A veteran of the civil rights movement, Walker continues to create poems that combine artistic mastery with biting political statements. In "The Diamonds on Liz's Bosom," Walker uses satire to make us face the economic chain that ties the world to South Africa. "We Alone" is also about economic chains, but Walker attempts to offer a solution to the consumerism which plagues Western society:
We alone can devalue gold/ by not caring/ if it falls or rises/ in the marketplace./ Wherever there is gold/ there is a chain, you know.../ Feathers, shells / and sea-shaped stones/ are all as rare./ This could be our revolution:/ To love what is plentiful/ as much as/ what's scarce."
Walker not only attacks the United States' ties to South Africa but also criticizes the attitudes that have made "people of color" doubt their own value. "Without Commericals" is a taut poem that appeals directly to the reader. Like a revolutionary manifesto, it repeats its message, both exhorting and assuring in one phrase. But for Walker, the enemy is not The White Man: She is perceptive enough to identify cosmetic beauty as oppressive because of the impossible ideals we are told to reach for and admire. Physical beauty has become a commodity we can acquire but at the cost of our self-esteem:
"Listen, stop tanning yourself/ and talking about fishbelly white...Stop unfolding/ your eyes./ Your eyes are beautiful.../ Stop trimming your nose./ When you/ diminish/ your nose/ your songs/ become little/ tinny, muted/ and snub./ Stop bleaching/ your skin/ and talking/ about/ so much black/ is not beautiful..."

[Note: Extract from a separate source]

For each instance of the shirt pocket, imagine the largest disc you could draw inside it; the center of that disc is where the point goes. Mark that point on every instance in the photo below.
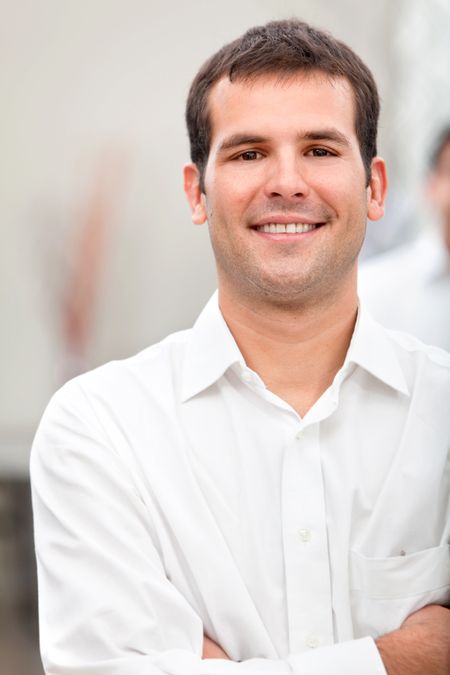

Again Walker offers a personal answer: the poet's vision of beauty. As a Black woman, she has learned "to worship/ the sun again./ To affirm the adventures/ of hair." As a poet and feminist, she affirms the value of the self without manufactured beauty: "For we are all/ splendid/ descendants/ of Wilderness,/ Eden:/ needing only/ to see/ each other/ without/ commercials/ to believe./ Copied skillfully/ as Adam./ Original/ as Eve." The last two lines punctuate Walker's message to women.
"Each One, Pull One", which is subtitled "Thinking of Lorraine Hansberry", is a poem of anger and anguish. At first, Walker seems to identify "them", the oppressors, very clearly: "We do not admire their president/ We know why the White House is white". But her message pulls in every artist whose voice has been silenced, ignored, or deliberately forgotten:
We must say it all, and as clearly as we can. For even before we are dead, they are busy trying to bury us.
Were we black? Were we women?
Were we gay?
Were we the wrong shade of black?
Were we yellow? Did we, God forbid, love the wrong person, country or politics...
But most of all, did we write exactly what we saw as clearly as we could?
Were we unsophisticated enough to cry and scream?
All of Walker's poems attempt to embrace an audience of women and men of all backgrounds. For Walker, being a Black woman writer is not an exclusionary title. She sees her position as broadened by each of the labels that identifies her; thus, every reader can find her poetry in mate.